The Canadian program seems to point out the difficulties that are being experienced by many programs world-wide, a product not just of the mistakes made by the company that produces the product, but also the mistakes made by the national military people who run their side of the project. If someone knows of a successful similar development project, post it here, please!
The development of a new system is often a delicate dance between the folks who specify and the folks who design and develop the solution to that spec, sort of like a new kitchen for a house, or a swimming pool. Bad customers make failed projects, and blaming only the contractor is often simplistic. No country seems to buy off the shelf, that all want to design a new system, and ask for one tailored to their preceived needs. Development is difficult because the folks who write the spec are also the folks who determine if the aircraft is in compliance, so that items that are poorly communicated often need redesign since the "judge" is also the "Jury" and the "Executioner".
When a junior officer (in charge of approval of a part of the system)decides the spec means something far beyond the scope of the previous junior officer who approved the original design (a near certainty since many officers rotate through assignments every 2 or 3 years), the project quickly collapses into a scramble to redesign and re-test. Since many of the project team members on the military side have no professional training, the comedy can be devastating, and can look like a Fawlty Towers episode.

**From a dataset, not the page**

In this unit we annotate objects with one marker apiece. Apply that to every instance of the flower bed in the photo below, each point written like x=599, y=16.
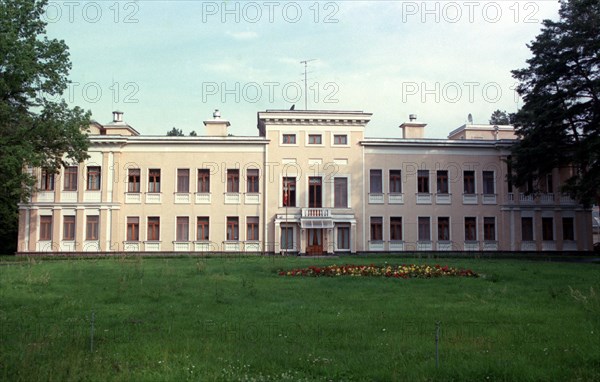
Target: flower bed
x=386, y=270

I recall a country program where the manufacturer actually stole the partially completed aircraft at midnight from the in-country completion partner, and spiritited tham back to the home country for completion!
Most of the problems in the Canadian program seem to be on the system side, a highly specialized, separate program within the program, developed by Canadians for the project, and highly dependant on that collaboration between military customers and civilian developers. Rumor says that is the messiest part of this whole thing, and the most customized part, one that could not be off the shelf, since the military insisted it must be custom, specifically designed for the Cyclone.